Qualcosa di analogo accade anche nel secondo racconto che riguarda la parte finale dell’erezione della Dimora in es 40 che è scandita non in sei giorni, ma in sei operazioni sul modello della settimana creazionale.
Non possiamo riportare l’intero testo, che raccomandiamo di leggere e indichiamo i versetti di inizio di ogni opera: 20; 22; 24; 26; 30; 33. Il settimo momento compete a Dio:
Es 40,33 «Infine Mosè eresse il recinto intorno alla Dimora e all’altare e mise la cortina alla porta del recinto. Così Mosè terminò l’opera. 34 Allora la nube coprì la tenda del convegno e la Gloria del Signore riempì la Dimora».
Tutto questo ci aiuta a comprendere il settimo giorno più che come “giorno del riposo”, come “giorno del compimento” e da questo punto di vista possiamo rileggere le opere dei sei giorni.
Il sabato così, diventa giorno della Presenza di Dio ed il luogo in cui la limitata temporalità dell’uomo, (essere per la morte lo chiama Heidegger) si dilata alla temporalità di Dio e in questa trova senso: agisco per un futuro senza fine in comunione con Dio.
IL SABATO CRISTIANO
Però noi non festeggiamo il sabato, ma la domenica: giorno del Signore (da die: giorno e Domus: Signore). Come mai?
Avevamo concluso la lettura 82 riferendoci al “Sabato di Cafarnao” di Mc 1,21 che in quel contesto, attraverso alcuni segni di liberazione dal male (miracoli) Gesù manifesta l’inizio di una Nuova creazione.
È un inizio che viene conclamato, ratificato con un segno ancora più grande: la Risurrezione.
Questo evento segna l’inizio di un tempo nuovo, una nuova era: quella in cui il Male nella sua espressione più radicale, la morte, è stato sconfitto da Gesù.
La domenica allora non è più il compimento dei sei giorni, ma appunto l’inizio della Nuova Creazione e il compimento della precedente. Pertanto la domenica è l’ottavo giorno.

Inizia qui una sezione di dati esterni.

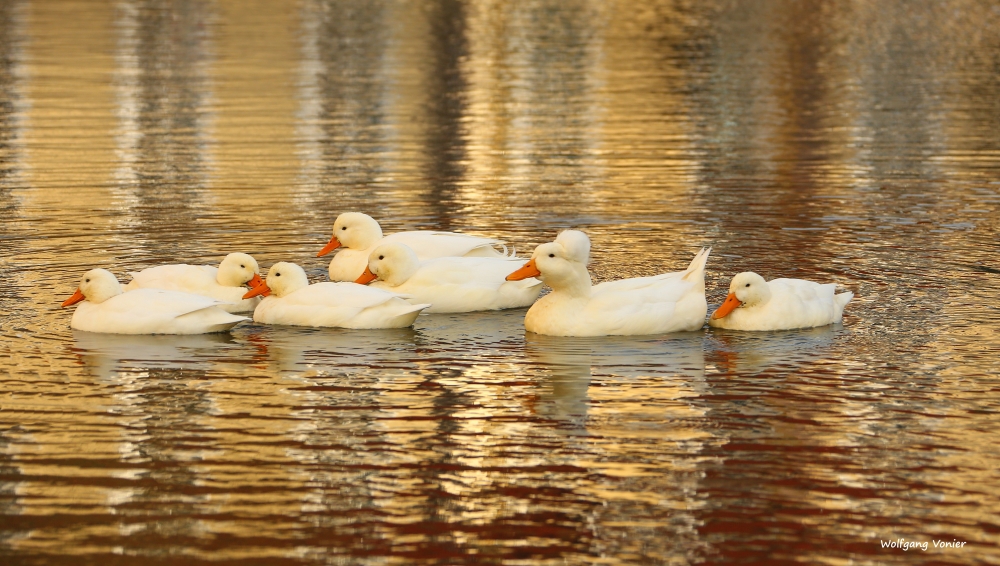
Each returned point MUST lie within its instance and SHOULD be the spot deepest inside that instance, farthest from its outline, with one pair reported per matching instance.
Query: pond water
(853, 143)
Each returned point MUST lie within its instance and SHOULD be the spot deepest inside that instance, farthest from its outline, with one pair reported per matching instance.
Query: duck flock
(381, 281)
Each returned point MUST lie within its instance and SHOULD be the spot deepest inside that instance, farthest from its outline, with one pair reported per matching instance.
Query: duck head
(561, 264)
(96, 286)
(283, 278)
(746, 290)
(392, 263)
(237, 270)
(353, 230)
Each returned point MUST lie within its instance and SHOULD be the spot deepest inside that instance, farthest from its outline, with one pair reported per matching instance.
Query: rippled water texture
(847, 142)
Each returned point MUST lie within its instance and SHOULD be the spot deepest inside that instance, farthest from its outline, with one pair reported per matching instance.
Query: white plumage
(224, 283)
(346, 305)
(449, 284)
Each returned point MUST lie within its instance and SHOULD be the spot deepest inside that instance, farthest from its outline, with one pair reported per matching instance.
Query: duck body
(224, 283)
(357, 235)
(146, 311)
(450, 284)
(670, 302)
(779, 304)
(330, 304)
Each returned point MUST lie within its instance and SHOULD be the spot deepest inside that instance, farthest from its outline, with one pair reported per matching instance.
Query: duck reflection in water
(570, 365)
(303, 349)
(739, 352)
(102, 354)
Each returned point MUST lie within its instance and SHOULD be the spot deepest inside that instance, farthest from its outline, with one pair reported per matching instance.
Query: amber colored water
(856, 143)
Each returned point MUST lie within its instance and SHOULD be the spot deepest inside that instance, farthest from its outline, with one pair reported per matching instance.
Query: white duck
(290, 299)
(449, 284)
(779, 304)
(669, 302)
(359, 234)
(225, 283)
(106, 308)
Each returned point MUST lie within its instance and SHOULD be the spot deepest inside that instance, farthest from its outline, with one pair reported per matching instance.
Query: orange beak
(731, 303)
(366, 277)
(261, 289)
(76, 298)
(526, 271)
(333, 244)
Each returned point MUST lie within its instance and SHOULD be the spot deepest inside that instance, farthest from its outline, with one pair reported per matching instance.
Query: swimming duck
(290, 299)
(669, 302)
(779, 304)
(358, 234)
(106, 308)
(449, 284)
(225, 283)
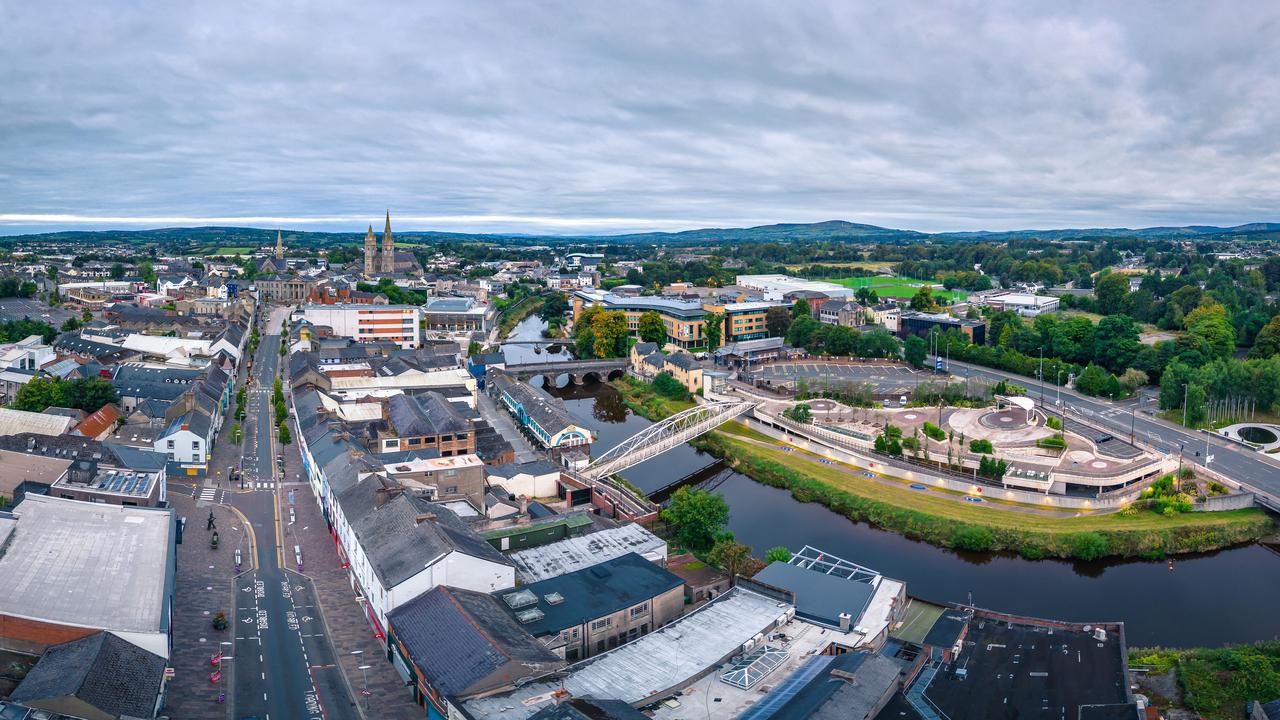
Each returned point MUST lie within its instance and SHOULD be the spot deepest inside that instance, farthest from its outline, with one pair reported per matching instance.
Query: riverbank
(946, 523)
(1214, 682)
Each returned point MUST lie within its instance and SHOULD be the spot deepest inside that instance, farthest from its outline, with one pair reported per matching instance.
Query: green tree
(37, 395)
(652, 328)
(777, 554)
(730, 555)
(713, 329)
(800, 413)
(1110, 294)
(923, 300)
(777, 320)
(1267, 341)
(698, 516)
(88, 393)
(915, 351)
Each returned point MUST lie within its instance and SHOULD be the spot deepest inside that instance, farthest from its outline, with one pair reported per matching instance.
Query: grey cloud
(580, 117)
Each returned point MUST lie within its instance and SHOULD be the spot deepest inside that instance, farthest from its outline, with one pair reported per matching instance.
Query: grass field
(860, 264)
(900, 287)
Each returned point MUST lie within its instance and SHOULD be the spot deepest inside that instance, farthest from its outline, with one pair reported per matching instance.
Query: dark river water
(1232, 596)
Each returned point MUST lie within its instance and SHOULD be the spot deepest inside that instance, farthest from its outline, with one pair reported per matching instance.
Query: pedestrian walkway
(204, 587)
(350, 630)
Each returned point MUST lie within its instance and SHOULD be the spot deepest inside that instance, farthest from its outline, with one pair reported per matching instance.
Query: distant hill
(830, 231)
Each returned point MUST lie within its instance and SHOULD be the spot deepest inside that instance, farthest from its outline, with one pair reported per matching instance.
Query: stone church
(387, 260)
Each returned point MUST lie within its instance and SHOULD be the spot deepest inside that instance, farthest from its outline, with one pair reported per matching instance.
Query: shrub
(973, 537)
(933, 432)
(1088, 546)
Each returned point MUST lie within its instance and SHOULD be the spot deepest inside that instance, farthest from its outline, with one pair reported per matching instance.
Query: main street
(1237, 463)
(284, 662)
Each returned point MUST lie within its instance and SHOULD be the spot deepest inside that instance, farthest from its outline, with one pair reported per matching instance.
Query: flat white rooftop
(663, 661)
(86, 564)
(584, 551)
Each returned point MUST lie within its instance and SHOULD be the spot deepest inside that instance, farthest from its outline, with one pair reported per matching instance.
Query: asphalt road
(1229, 459)
(286, 665)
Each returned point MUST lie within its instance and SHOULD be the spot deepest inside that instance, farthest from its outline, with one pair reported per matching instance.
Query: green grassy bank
(944, 522)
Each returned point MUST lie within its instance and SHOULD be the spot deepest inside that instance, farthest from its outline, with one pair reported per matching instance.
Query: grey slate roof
(594, 592)
(464, 642)
(819, 597)
(428, 414)
(397, 545)
(103, 670)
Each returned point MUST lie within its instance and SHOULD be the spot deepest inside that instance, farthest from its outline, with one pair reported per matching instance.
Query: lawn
(900, 287)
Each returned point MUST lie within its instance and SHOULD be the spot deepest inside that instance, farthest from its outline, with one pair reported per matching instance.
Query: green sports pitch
(900, 287)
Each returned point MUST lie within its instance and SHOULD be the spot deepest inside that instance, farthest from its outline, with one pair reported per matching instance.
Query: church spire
(388, 264)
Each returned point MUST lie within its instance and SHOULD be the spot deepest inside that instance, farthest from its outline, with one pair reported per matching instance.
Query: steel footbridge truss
(661, 437)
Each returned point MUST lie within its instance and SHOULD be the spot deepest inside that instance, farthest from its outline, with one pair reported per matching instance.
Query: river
(1232, 596)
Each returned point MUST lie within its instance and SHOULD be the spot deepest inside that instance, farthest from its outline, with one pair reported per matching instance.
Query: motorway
(286, 665)
(1239, 464)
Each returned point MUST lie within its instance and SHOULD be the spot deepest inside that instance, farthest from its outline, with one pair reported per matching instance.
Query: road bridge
(577, 370)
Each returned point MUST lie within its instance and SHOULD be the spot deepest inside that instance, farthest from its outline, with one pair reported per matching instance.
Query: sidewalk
(347, 627)
(204, 587)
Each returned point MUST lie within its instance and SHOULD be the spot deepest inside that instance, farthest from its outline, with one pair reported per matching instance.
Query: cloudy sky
(586, 117)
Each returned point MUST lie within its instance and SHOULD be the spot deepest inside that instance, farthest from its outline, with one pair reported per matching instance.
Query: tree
(88, 393)
(1110, 294)
(923, 299)
(801, 331)
(730, 555)
(800, 413)
(1267, 341)
(37, 395)
(915, 351)
(698, 515)
(713, 329)
(652, 328)
(777, 320)
(777, 554)
(1115, 342)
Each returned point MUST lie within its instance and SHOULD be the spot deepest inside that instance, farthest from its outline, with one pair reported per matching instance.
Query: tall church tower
(388, 247)
(370, 253)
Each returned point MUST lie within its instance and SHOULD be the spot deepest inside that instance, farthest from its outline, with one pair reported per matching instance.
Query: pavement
(284, 660)
(1251, 469)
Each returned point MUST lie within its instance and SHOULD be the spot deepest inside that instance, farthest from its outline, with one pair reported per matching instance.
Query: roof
(13, 422)
(406, 534)
(813, 691)
(574, 554)
(103, 670)
(428, 414)
(823, 589)
(63, 546)
(589, 709)
(100, 422)
(588, 593)
(464, 642)
(653, 665)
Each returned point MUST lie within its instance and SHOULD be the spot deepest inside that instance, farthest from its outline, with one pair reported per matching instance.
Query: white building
(1023, 304)
(369, 323)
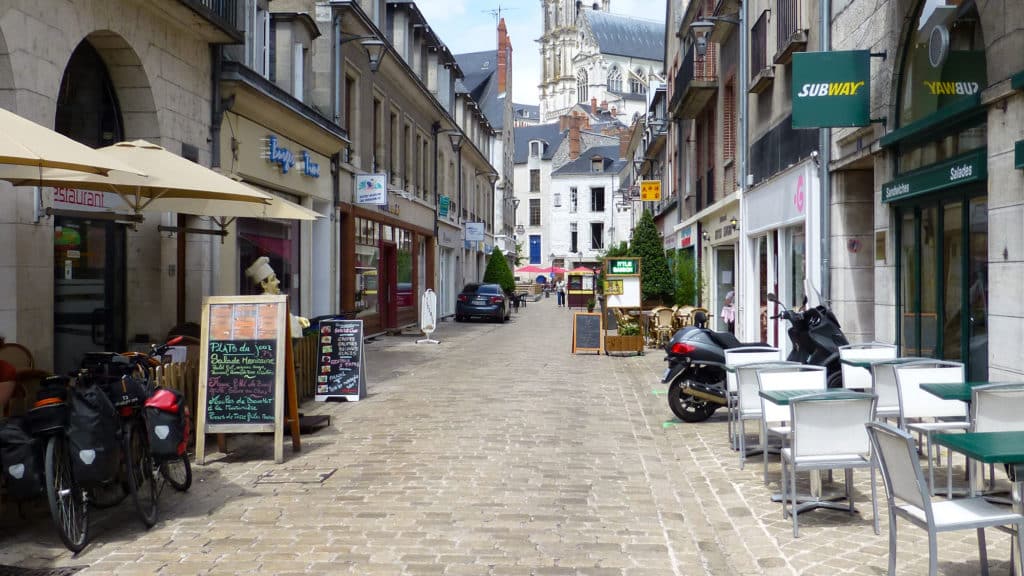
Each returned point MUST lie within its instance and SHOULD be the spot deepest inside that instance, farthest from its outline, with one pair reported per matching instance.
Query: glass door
(89, 290)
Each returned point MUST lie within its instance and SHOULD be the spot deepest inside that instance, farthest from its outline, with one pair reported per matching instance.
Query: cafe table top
(782, 398)
(952, 391)
(869, 363)
(996, 448)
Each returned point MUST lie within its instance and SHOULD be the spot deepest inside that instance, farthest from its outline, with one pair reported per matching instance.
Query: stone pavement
(497, 452)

Da questo nuovo punto di vista è possibile rileggere non solo il senso dei sei giorni, ma di tutta la storia perché Gesù è l’alfa e l’omega.
La lettura 82 terminava con le parole: “allora santificare la festa è un affare molto, molto serio“!… e forse possiamo completare il detto dicendo: “perché, lì, ci giochiamo la nostra esistenza“.